Das Analysezentrum arbeitet mit den Strafverfolgungsbehörden zusammen und analysiert gemäß § 92 Strafprozessordnung gefälschte Banknoten. Die Noten werden je nach Region direkt von den Filialen der Bundesbank nach Mainz eingesandt oder zunächst der örtlichen Polizei übergeben, die sie bei Bedarf an das Analysezentrum weiterleitet.

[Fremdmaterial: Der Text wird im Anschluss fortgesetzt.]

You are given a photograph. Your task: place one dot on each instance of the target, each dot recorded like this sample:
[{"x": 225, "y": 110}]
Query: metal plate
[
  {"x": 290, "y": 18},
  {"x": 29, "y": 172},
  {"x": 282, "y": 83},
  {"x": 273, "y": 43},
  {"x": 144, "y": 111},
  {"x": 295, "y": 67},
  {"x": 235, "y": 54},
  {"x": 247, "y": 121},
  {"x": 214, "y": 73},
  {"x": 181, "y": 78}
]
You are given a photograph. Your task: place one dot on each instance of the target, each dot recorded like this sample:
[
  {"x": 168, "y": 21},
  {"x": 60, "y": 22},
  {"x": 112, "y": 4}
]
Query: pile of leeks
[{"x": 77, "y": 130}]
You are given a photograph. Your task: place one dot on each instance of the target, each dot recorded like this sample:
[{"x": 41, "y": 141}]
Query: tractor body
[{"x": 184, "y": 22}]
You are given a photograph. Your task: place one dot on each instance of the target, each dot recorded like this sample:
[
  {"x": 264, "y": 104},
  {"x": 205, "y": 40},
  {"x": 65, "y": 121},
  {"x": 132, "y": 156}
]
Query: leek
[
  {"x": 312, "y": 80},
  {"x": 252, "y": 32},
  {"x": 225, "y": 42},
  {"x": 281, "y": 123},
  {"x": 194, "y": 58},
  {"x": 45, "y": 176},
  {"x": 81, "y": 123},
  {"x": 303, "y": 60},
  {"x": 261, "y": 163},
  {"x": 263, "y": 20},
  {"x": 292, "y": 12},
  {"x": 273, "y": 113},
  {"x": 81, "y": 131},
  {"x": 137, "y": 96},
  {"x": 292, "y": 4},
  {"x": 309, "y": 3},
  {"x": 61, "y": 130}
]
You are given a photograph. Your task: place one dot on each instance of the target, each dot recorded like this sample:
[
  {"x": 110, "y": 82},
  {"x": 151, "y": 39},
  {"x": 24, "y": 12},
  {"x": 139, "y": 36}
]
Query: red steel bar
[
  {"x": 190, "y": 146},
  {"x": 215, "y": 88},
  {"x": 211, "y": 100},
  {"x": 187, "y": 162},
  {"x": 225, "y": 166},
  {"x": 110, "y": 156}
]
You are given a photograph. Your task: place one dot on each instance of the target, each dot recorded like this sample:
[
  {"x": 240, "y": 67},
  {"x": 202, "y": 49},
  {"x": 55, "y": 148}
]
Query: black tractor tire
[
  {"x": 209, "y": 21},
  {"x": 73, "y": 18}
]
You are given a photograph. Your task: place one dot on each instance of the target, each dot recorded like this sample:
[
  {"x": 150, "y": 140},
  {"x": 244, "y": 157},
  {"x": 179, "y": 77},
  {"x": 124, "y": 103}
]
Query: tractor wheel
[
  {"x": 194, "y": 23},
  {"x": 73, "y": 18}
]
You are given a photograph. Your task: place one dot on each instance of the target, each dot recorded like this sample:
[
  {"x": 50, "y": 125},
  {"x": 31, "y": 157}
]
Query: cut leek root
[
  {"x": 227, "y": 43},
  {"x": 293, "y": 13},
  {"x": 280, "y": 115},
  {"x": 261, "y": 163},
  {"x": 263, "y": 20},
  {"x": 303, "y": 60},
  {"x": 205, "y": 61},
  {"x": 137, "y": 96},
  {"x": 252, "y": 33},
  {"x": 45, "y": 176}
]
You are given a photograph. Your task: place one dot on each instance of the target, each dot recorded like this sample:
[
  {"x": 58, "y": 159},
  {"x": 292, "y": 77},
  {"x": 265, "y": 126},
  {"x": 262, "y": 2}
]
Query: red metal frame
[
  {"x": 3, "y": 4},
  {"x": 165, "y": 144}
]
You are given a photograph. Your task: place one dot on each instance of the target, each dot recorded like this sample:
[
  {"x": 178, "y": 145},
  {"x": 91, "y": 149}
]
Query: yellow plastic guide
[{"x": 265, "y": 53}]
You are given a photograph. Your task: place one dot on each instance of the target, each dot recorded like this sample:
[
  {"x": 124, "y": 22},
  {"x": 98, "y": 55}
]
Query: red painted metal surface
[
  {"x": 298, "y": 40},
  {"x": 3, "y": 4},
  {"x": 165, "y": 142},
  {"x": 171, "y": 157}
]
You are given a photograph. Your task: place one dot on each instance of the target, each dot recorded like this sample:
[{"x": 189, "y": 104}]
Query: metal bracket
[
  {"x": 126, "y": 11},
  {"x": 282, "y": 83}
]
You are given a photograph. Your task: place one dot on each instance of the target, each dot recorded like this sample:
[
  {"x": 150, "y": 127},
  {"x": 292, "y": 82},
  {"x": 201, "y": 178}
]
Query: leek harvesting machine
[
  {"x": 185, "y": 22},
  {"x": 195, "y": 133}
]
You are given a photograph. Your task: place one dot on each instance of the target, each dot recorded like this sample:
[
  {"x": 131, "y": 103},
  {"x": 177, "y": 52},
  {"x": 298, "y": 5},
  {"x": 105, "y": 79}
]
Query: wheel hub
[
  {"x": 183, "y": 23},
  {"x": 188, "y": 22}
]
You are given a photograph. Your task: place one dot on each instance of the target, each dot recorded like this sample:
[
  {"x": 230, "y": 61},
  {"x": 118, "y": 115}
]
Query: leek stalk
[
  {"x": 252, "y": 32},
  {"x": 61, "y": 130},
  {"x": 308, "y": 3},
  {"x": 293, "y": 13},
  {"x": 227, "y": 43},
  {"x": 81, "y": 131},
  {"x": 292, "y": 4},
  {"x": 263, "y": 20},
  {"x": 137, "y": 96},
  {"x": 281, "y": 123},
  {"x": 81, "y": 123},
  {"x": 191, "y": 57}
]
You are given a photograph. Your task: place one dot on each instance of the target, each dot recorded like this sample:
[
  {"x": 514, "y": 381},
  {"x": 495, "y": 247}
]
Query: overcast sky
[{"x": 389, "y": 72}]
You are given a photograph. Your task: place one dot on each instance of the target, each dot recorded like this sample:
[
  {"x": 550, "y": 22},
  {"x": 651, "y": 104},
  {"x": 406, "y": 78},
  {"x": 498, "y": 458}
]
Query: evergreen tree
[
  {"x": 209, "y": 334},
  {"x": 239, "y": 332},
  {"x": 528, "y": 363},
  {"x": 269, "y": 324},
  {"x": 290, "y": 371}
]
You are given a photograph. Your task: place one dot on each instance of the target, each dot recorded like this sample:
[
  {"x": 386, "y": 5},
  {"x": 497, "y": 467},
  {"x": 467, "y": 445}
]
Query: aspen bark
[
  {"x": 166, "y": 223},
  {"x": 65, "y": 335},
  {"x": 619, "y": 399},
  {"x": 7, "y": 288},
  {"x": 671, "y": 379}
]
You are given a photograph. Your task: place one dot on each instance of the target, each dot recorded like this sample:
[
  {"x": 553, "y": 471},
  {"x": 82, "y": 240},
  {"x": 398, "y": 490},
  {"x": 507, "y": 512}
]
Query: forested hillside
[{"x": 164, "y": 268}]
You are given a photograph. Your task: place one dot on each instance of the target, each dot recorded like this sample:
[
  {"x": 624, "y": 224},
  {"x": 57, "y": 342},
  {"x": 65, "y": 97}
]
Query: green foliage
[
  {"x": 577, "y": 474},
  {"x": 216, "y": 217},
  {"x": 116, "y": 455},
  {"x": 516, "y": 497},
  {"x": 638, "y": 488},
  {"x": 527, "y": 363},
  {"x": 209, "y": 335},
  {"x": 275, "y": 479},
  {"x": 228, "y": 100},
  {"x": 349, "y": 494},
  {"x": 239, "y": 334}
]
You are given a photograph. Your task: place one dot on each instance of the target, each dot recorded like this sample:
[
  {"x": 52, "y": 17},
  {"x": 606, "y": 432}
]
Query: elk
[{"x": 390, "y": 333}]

Da es sich bei der Fälschung und Inverkehrbringung von Falschgeld um eine Straftat handelt, obliegt die Verfolgung der Täter jedoch einzig und allein der Polizei und den Staatsanwaltschaften. Zur Verhinderung von Bargeldfälschungen arbeitet die Deutsche Bundesbank beispielsweise in der internationalen Arbeitsgruppe zur Falschgeldbekämpfung (CBCDG) mit. Diese war unter anderem für die Einführung von sog. Fälschungsbekämpfungsystemen (counterfeit deterrence system) zuständig, die in Druckern, Scannern und Kopierern die Vervielfältigung von Banknoten verhindern.
Wenn beispielsweise jemand aus Versehen Geldscheine in den Aktenvernichter gelangen lässt, dann kann sich derjenige an die Deutsche Bundesbank wenden, die auch größere Mengen an zerkleinertem Bargeld wieder zusammensetzt und dann den entsprechenden Betrag kostenlos in verwendbares Geld umtauscht. Auch zerfressene, vermoderte und verbrannte Scheine werden in dem Analysezentrum wieder rekonstruiert. Gerade bei Wohnungsbränden kann es passieren, dass größere Bargeldmengen zu Asche werden. Mit Mikroskop und Pinzette arbeiten 15 Mitarbeiter detektivisch an der Identifizierung dieser verbrannten Scheine. Schicht für Schicht werden dann verbrannte Scheine freigelegt und nach Anhaltspunkten auf den bisherigen Wert untersucht. Bereits ein Quadratmillimeter genügt, um den Wert einer Banknote zu erkennen. Eindeutige Hinweise darauf geben meist Zahlen, Blindenelemente, Silberfäden oder Hologramme. Notenbanken in Europa ersetzen Banknoten in voller Höhe, wenn der Kunde mehr als 50 Prozent der Banknote vorlegt oder wenn er weniger als die Hälfte des Scheins hat und den Nachweis erbringt, dass der Rest vernichtet ist. Diese Regelung soll verhindern, dass ein beschädigter Schein zweimal vorgelegt wird.
Im Jahre 2004 erstattete die Bundesbank Scheine im Wert von 12,6 Millionen Euro, darunter 2,6 Millionen Deutsche Mark. Fast 18.900 Anträge wurden bearbeitet, 1390 Fälle abgelehnt. Eine spezielle Ausbildung für die detektivische Identifizierung vernichteter Banknoten und Münzen gibt es nicht. Der größte Auftrag für das Service-Zentrum resultierte bislang aus einer Straftat. Dabei handelte es sich um das Lösegeld aus der Oetker-Entführung, von denen 12.558 Tausendmarkscheine im Jahre 1997 überraschend wieder auftauchten. Das Lösegeld war jahrelang vergraben, Feuchtigkeit und Insektenfraß hatten die Scheine entstellt. Die Bundesbank ersetzte der Familie Oetker knapp 13 Millionen Mark. Hochkonjunktur hat das Mainzer Service-Zentrum der Bundesbank meist im Januar. Dann nämlich kommen die an den Weihnachtsfeiertagen verbrannten Geldscheine dort an. Die Fälle sind vielfältig. So können bei einem in Brand geratenen Weihnachtsbaum Geschenke in Form von Bargeld verbrennen. Auch zerrissene Geldumschläge oder im Kamin verstecktes Bargeld sind häufige Ursachen für den Einsatz des Bundesbank-Service-Zentrums.